A pizza box separated into two halves: one clean and the other oily and food-stained
Miscellaneous

Do I recycle or compost paper and cardboard?

Updated on 25/4/2026 Posted on 14/9/2022

Recycling is fantastic because it keeps waste paper out of landfill, and you can recycle paper sustainably. It doesn’t have to be done with just a recycling bin.

Clean paper recycling

Only clean paper and paper products can go in recycle bins because contamination interferes with the paper recycling process. Contaminants include oil, grease, food residue, waterproof coating and sticky tape.

However, you don’t have to landfill all waste paper that are unsuitable for factory recycling. Some types can be reused to make compost.

Sorting waste paper

Sorting paper and cardboard for recycling is good practice. For example, recycle the clean top half of an empty pizza box and compost its oily bottom half.

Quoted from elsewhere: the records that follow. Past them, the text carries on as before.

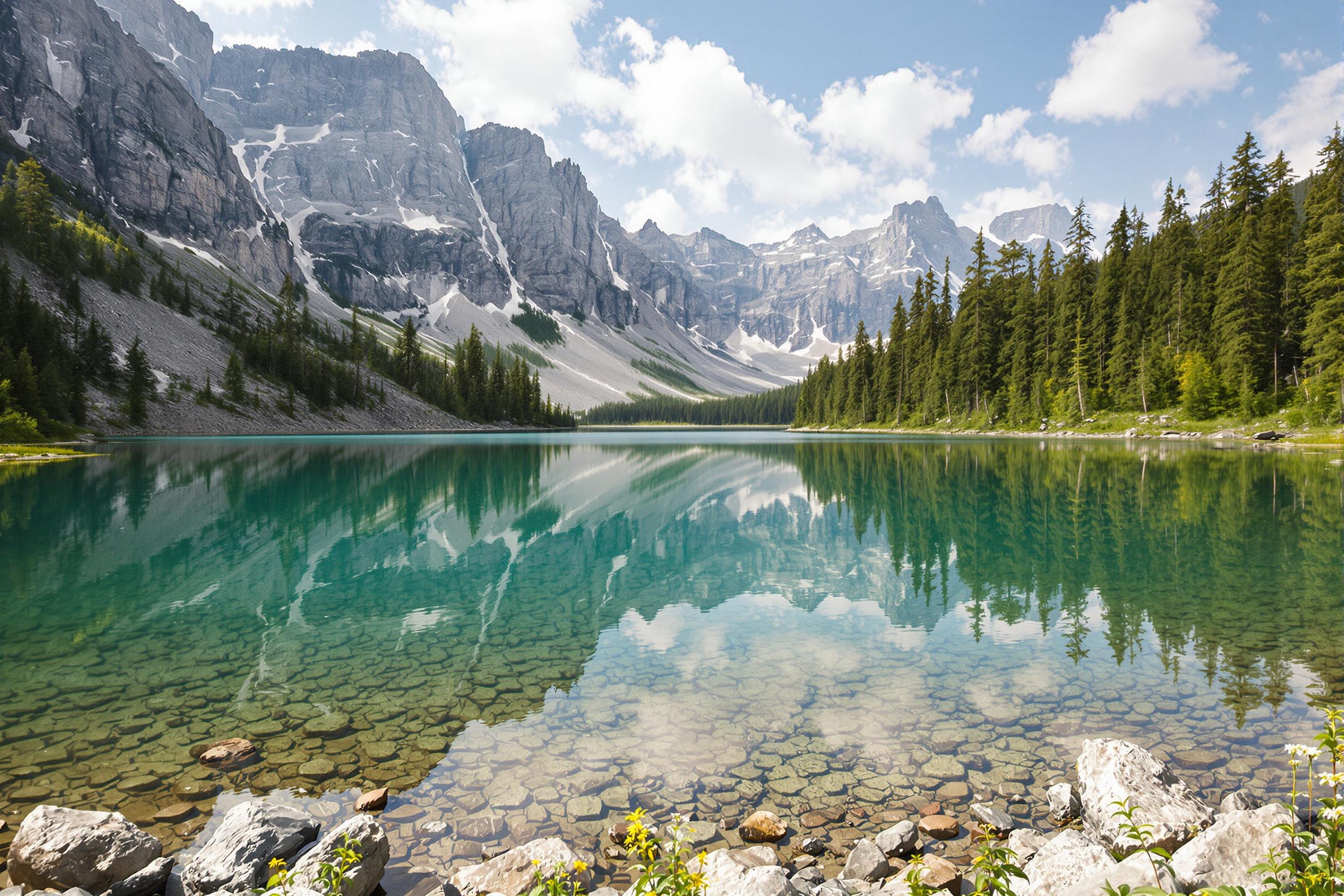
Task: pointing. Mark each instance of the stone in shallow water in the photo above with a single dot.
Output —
(1222, 855)
(1115, 770)
(901, 838)
(866, 862)
(762, 827)
(514, 872)
(250, 835)
(373, 800)
(940, 827)
(366, 837)
(60, 848)
(229, 753)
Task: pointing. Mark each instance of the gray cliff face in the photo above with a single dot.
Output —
(807, 285)
(1033, 226)
(361, 158)
(92, 105)
(550, 225)
(175, 38)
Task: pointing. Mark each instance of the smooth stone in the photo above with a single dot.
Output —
(373, 801)
(148, 880)
(175, 813)
(762, 827)
(515, 871)
(992, 818)
(866, 862)
(1115, 770)
(60, 848)
(229, 753)
(1063, 860)
(250, 835)
(1238, 801)
(901, 838)
(1222, 855)
(1065, 804)
(330, 726)
(1026, 843)
(940, 827)
(367, 838)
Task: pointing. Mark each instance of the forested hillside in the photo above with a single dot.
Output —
(52, 358)
(774, 408)
(1236, 308)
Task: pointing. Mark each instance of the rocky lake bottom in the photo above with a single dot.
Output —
(533, 636)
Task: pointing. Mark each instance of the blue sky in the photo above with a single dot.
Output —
(757, 118)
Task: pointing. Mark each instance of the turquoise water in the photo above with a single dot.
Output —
(524, 636)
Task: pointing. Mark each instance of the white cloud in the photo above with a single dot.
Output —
(660, 206)
(1299, 60)
(353, 47)
(270, 41)
(1305, 117)
(1003, 137)
(892, 117)
(242, 7)
(1152, 52)
(518, 62)
(987, 206)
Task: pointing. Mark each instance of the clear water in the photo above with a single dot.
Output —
(534, 634)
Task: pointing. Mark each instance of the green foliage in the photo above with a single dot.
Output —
(331, 876)
(541, 328)
(663, 865)
(1241, 304)
(774, 408)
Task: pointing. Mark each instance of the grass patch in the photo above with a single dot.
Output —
(668, 376)
(541, 328)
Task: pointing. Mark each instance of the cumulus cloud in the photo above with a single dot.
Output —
(1305, 117)
(892, 117)
(518, 62)
(269, 41)
(1003, 137)
(242, 7)
(1300, 60)
(660, 206)
(1151, 53)
(353, 47)
(987, 206)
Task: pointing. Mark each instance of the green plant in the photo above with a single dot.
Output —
(561, 881)
(662, 865)
(331, 876)
(995, 867)
(1142, 833)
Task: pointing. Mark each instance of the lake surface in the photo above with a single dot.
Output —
(524, 636)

Another example is sorting paper towels stained with food for composting and discarding those soiled with cleaning chemicals.

How does waste paper help composting?

Garden waste can get too dry to compost properly because of its low water absorbency. Shredded or torn paper mixed in your wastes can help retain the water you add to moisten your compost.

Cardboard can help if the opposite occurs - a stinky, slimy mess resulting from too much water in a traditional compost bin or tumbler. To remove the bad smell, mix in torn up cardboard to help separate the waste matter and absorb water.

In compost jargon, paper and cardboard are carbon-rich wastes. Take care not to add too much since an excess in carbon slows composting.

Send less paper to landfill

Recycled paper products are made sustainably from clean paper and cardboard. You can recycle food stained waste paper into compost at home, or even compost it along with food waste using a compost system like Bioverter. Less paper ends up in landfills if you sort your wastes for recycling and composting.